How to Write a Redox Equation

There are two kinds of redox reactions: acidic and basic. The former is much more common than the latter. In order to write out an acidic redox equation, follow the following steps:

  1. Write the half-reactions.
  2. Balance the main elements.
  3. Balance the electrons.
  4. Balance your oxygens by using water (H2O).
  5. Balance your hydrogen atoms with hydrogen ions (H+).
  6. Multiply one or both half-reactions by an integer to equalize the number of electrons present.
  7. Cancel your electrons (e-) H2O's and H+s.
  8. Combine the half-reactions into one complete equation.
If that sounded like gibberish to you, don't worry, you're not alone. The only way to really learn how to do acidic redox is by seeing examples, so I have presented one here:
    You have the reaction NO3- + H2S --> NO + S
  1. First, write two half-reactions by breaking up the main one according to main elements, oxygen and hydrogen are not counted:

    NO3- --> NO

    and

    H2S --> S
  2. The next step, balancing the main elements, does not apply to this example because the main elements, those not oxygen and hydrogen, are already balanced. If this were not the case, you would balance them by placing a coefficient before the compounds with unequal elements. For example, let's say LiH --> Li2O. To balance the main elements, you would add a "2" to the lithium hydride (LiH) and come up with 2LiH --> Li2O.
  3. Balancing electrons, the next step, is the hardest part to understand. In order to do it, you must remember that hydrogen has a +1 charge and oxygen has a -2 charge. You then set up an equation on both sides of the arrow to determine what the main elements' charges are. Look at the first half-reaction:

    NO3 --> NO

    On the left side of the equation you get N-(2 x 3)=-1 (the "-1" is determined by the charge above the compound, in this case -1), or N-6=0. In order for this statement to be true, N must have a charge of +5 on the left side of the equation.

    Turning to the right side of this half-reaction, you would write the equation N-2=0 (NO has no charge so the sum is "0"). N must therefore have a charge of +2 in order to balance out the -2 oxygen ion.

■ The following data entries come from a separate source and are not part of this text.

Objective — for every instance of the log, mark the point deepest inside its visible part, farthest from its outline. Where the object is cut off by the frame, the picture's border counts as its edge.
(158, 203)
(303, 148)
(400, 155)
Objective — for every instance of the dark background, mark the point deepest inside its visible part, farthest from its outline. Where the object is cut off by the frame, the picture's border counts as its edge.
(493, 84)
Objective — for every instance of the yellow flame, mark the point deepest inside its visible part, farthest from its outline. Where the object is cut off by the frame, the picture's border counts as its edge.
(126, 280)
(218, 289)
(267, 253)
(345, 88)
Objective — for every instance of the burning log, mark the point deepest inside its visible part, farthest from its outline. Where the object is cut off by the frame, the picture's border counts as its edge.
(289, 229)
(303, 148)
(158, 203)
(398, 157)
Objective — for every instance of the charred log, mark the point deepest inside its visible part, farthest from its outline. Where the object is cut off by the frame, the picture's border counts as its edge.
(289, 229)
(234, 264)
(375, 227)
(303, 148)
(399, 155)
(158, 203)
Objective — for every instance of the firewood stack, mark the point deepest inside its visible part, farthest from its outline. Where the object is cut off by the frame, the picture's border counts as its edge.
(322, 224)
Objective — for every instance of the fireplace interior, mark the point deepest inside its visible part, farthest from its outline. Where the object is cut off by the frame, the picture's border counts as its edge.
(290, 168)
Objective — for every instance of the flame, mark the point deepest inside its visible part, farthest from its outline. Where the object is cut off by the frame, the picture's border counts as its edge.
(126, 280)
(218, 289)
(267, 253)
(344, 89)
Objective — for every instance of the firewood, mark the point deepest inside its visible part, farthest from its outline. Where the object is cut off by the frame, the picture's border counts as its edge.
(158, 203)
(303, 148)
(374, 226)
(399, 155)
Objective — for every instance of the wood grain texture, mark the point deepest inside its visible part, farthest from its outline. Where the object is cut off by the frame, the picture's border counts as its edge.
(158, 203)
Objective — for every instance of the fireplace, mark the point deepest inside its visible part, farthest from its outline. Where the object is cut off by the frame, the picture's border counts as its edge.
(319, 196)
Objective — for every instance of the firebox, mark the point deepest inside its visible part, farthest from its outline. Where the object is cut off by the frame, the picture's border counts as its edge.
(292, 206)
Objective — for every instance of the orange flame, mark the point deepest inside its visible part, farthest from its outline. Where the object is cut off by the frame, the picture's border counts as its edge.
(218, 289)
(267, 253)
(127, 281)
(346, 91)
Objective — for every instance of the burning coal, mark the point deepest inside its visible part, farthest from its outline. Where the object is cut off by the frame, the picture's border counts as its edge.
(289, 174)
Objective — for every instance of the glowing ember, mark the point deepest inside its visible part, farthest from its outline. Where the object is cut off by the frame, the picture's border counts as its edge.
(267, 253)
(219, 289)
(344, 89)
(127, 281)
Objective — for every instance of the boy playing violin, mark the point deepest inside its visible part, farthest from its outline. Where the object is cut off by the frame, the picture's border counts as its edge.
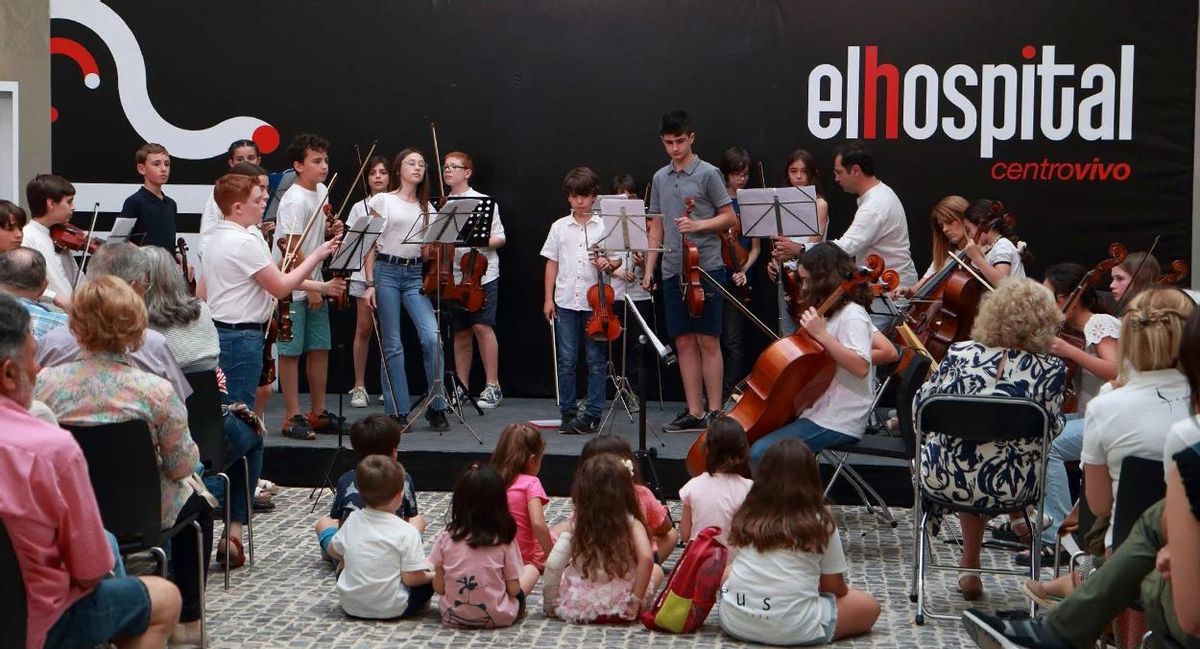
(571, 268)
(697, 338)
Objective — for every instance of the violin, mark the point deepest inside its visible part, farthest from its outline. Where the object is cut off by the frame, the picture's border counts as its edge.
(181, 250)
(603, 325)
(689, 278)
(1117, 253)
(735, 254)
(1179, 271)
(73, 238)
(789, 376)
(469, 290)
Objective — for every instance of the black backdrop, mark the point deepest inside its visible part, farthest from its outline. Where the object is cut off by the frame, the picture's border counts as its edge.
(533, 88)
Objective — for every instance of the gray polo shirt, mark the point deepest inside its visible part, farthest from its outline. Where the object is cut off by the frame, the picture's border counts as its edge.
(705, 184)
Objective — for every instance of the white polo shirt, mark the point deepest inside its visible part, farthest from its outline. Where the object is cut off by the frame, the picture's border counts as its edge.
(235, 254)
(568, 244)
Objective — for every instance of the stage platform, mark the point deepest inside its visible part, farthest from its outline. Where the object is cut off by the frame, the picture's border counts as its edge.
(436, 458)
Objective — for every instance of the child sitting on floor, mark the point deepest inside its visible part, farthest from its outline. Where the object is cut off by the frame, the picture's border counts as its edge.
(384, 572)
(517, 458)
(478, 572)
(375, 434)
(787, 582)
(601, 569)
(714, 496)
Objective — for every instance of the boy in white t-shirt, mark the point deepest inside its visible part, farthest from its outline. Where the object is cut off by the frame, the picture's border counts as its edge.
(384, 571)
(477, 325)
(310, 314)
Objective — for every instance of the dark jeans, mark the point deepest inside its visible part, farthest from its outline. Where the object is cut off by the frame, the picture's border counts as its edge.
(569, 330)
(1128, 576)
(184, 568)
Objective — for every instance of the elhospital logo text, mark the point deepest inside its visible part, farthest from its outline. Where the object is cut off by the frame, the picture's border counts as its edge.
(993, 102)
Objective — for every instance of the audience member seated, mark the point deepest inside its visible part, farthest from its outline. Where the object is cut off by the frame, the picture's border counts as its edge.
(51, 515)
(1008, 355)
(1157, 566)
(129, 263)
(373, 434)
(1132, 421)
(192, 337)
(102, 386)
(23, 276)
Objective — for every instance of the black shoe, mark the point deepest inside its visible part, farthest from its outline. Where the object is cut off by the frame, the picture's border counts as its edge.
(684, 424)
(1007, 631)
(585, 425)
(438, 420)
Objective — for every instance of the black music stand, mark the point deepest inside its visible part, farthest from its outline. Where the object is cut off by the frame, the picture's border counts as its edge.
(465, 221)
(360, 238)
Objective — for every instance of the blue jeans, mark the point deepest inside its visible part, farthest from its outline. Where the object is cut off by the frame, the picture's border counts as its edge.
(569, 329)
(399, 289)
(241, 360)
(815, 437)
(1065, 448)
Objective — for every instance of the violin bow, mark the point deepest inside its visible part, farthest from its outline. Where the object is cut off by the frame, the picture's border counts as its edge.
(87, 245)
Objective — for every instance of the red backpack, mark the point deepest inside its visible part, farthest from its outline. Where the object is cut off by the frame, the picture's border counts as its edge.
(691, 590)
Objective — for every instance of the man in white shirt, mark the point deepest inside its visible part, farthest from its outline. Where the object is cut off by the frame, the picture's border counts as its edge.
(52, 203)
(880, 224)
(477, 325)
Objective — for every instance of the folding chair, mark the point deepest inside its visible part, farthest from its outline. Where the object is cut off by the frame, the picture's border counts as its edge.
(123, 464)
(207, 425)
(979, 419)
(12, 595)
(881, 443)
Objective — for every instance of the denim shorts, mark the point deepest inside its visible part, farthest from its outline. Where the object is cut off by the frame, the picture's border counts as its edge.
(118, 606)
(712, 318)
(310, 330)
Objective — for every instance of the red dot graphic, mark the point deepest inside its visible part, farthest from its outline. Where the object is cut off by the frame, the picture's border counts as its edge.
(267, 138)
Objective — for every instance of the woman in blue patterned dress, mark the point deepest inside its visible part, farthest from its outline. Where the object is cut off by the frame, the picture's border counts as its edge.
(1008, 355)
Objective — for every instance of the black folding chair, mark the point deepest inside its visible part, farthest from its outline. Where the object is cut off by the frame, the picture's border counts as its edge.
(880, 443)
(207, 425)
(12, 595)
(123, 464)
(979, 419)
(1141, 486)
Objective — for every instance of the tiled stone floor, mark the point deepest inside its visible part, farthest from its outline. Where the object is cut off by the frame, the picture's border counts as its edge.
(288, 599)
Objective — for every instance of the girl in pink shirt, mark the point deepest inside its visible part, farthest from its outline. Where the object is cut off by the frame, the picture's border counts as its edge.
(517, 460)
(478, 572)
(655, 515)
(711, 498)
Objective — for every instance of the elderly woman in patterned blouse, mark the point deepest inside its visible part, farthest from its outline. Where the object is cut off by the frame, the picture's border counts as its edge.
(108, 319)
(1008, 355)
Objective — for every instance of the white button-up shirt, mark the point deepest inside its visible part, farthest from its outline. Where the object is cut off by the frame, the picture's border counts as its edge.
(569, 244)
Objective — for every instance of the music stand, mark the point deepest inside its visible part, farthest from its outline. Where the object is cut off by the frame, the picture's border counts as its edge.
(465, 221)
(360, 238)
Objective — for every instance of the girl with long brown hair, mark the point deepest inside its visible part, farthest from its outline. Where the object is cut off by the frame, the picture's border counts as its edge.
(787, 583)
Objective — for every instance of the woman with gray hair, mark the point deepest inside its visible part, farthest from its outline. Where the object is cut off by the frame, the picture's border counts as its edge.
(187, 325)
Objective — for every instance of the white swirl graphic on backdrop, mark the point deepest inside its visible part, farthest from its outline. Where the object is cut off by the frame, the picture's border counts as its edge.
(131, 82)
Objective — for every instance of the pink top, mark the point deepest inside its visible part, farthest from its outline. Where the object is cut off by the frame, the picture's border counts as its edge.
(654, 512)
(523, 490)
(713, 499)
(475, 594)
(52, 517)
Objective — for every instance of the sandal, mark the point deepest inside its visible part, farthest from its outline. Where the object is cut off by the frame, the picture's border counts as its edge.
(237, 558)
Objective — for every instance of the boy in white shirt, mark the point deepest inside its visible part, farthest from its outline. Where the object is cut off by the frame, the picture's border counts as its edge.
(571, 269)
(477, 325)
(309, 311)
(384, 571)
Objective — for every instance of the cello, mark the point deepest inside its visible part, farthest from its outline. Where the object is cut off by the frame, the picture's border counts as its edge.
(689, 277)
(789, 376)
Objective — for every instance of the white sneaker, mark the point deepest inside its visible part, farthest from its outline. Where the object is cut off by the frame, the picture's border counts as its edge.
(491, 396)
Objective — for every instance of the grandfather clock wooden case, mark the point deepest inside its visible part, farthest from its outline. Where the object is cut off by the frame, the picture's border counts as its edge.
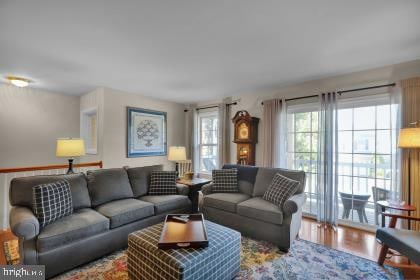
(245, 137)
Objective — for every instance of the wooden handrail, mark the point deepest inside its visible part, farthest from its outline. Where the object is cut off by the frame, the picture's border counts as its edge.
(48, 167)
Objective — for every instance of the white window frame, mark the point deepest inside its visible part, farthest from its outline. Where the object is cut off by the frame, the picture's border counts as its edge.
(200, 116)
(86, 129)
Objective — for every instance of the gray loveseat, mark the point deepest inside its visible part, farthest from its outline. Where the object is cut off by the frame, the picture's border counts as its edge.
(248, 213)
(108, 205)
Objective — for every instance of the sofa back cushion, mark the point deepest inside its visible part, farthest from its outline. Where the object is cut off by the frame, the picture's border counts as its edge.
(265, 177)
(246, 177)
(20, 192)
(106, 185)
(140, 178)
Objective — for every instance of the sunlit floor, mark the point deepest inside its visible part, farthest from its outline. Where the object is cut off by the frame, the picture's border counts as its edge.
(354, 241)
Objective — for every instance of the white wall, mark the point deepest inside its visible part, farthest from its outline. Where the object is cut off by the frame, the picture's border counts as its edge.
(251, 101)
(114, 150)
(94, 99)
(31, 121)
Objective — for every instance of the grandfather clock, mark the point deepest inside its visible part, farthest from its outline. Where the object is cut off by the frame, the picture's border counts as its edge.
(246, 136)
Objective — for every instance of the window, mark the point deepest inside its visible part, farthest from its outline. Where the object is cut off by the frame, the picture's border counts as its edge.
(89, 130)
(208, 131)
(366, 137)
(365, 154)
(302, 147)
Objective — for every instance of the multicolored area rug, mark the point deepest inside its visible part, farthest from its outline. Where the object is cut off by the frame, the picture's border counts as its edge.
(262, 260)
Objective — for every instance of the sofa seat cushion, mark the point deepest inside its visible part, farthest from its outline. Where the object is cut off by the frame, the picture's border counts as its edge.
(407, 242)
(224, 201)
(124, 211)
(166, 203)
(81, 224)
(260, 209)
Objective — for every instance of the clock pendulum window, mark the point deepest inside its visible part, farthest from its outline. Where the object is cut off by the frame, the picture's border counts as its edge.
(245, 137)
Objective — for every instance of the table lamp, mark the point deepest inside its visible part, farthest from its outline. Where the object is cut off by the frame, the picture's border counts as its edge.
(409, 138)
(177, 153)
(70, 148)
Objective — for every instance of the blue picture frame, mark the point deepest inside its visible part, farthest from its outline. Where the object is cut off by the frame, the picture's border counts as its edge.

    When we look at both of the charges together we get +5 on the left and +2 on the right. In order to balance this chemical formula, you must add 3e- to the left; you then get a charge of +2 on both sides (you can't add charge to the +2 side to equalize the charges). The final result of the top half-reaction is:

    NO3- + 3e- --> NO

    Now, remember the result of the first half-reaction while we turn our attention to the second half-reaction:

    H2S --> S

    Keeping in mind what we learned for the last one, we set up two equations: the left side comes out to be 2+S=0 and the right S=0 (S has no superscript and therefore has a charge of 0). Solving the first equation, you come up with S=-2. In order to balance this half-reaction, 2e- must be added to the right side, bringing both sides to a -2 charge. So, the final, electron-balanced half reactions come out to be:

    NO3- + 3e- --> NO

    and

    H2S --> 2e- + S
  4. Now, it's time to turn our attention to balancing oxygens in our half-reactions. Looking at the first half-reaction:

    NO3- + 3e- --> NO

    we see that the left side has 3 oxygen ions while the right only has 1. To rectify this problem we must add 2H2O to the right side. This results in an equation looking like this:

    NO3- + 3e- --> 2H2O + NO

    When we look at the second half-reaction we discover that there are no oxygen ions present, and therefore this step doesn't apply. So, at the end of this step our half-reactions look like this:

    NO3- + 3e- --> 2H2O + NO

    and

    H2S --> 2e- + S

  5. At this point, you need to balance your hydrogen ions. Turning to the first half-reaction:

    NO3- + 3e- --> 2H+ + NO

    you can see that the left side has 0 hydrogen ions while the right side has 4 (there are 2 hydrogens in a water molecule and we have 2 water molecules represented by 2H20). To make up this difference you need to add 4 hydrogen ions (H+) to the left side, ending up with a half-reaction looking like this:

    NO3- + 3e- + 4H+--> 2H2O + NO

    Shifting your focus to the next half-reaction:

    H2S --> 2e- + S

    you will be able to tell that the left side has 2 hydrogen ions while the right side has 0. Therefore, 2H+ must be added to the left side. At the end of this step, you come up with the following half-reactions:

    NO3- + 3e- + 4H+ --> 2H2O + NO

    and

    H2S --> 2e- + 2H+ + S
  6. Now, the time has come to begin combining our half-reactions into one again. Lining up our half-reactions together,

    NO3- + 3e- + 4H2O --> 2H2O + NO
    H2S --> 2e- + 2H+ + S

    You can see that there are 3 electrons on the top reaction and 2 on the bottom. The only way to combine the two is to canceling the electrons, and the only way to cancel electrons is to multiply one or both half-reactions by a number that allows both electron numbers to be equal. Thinking about it, you should realize that the top one should be multiplied by 2 and the bottom by 3. This leaves you with:

    2NO3- + 6e- + 8H2O --> 4H20 + 2NO
    3H2S --> 6e- + 6H+ + 3S
  7. Now, it's time to cancel all the electrons in both half-reactions. At this time you also must simplify all the hydrogen ions and waters in the reactions; subtract the smaller number of water/ions from the larger. Doing this, you end up with:

    2NO3- + 2H+ --> 2NO + 4H2O
    3H2S --> 3S
  8. Finally, we come to the end of our long process. All that remains is for the two half-reactions to be combined into one full reaction, which looks something like this:

    2NO3- + 3H2S + 2H+ --> 2NO + 3S + 4H2O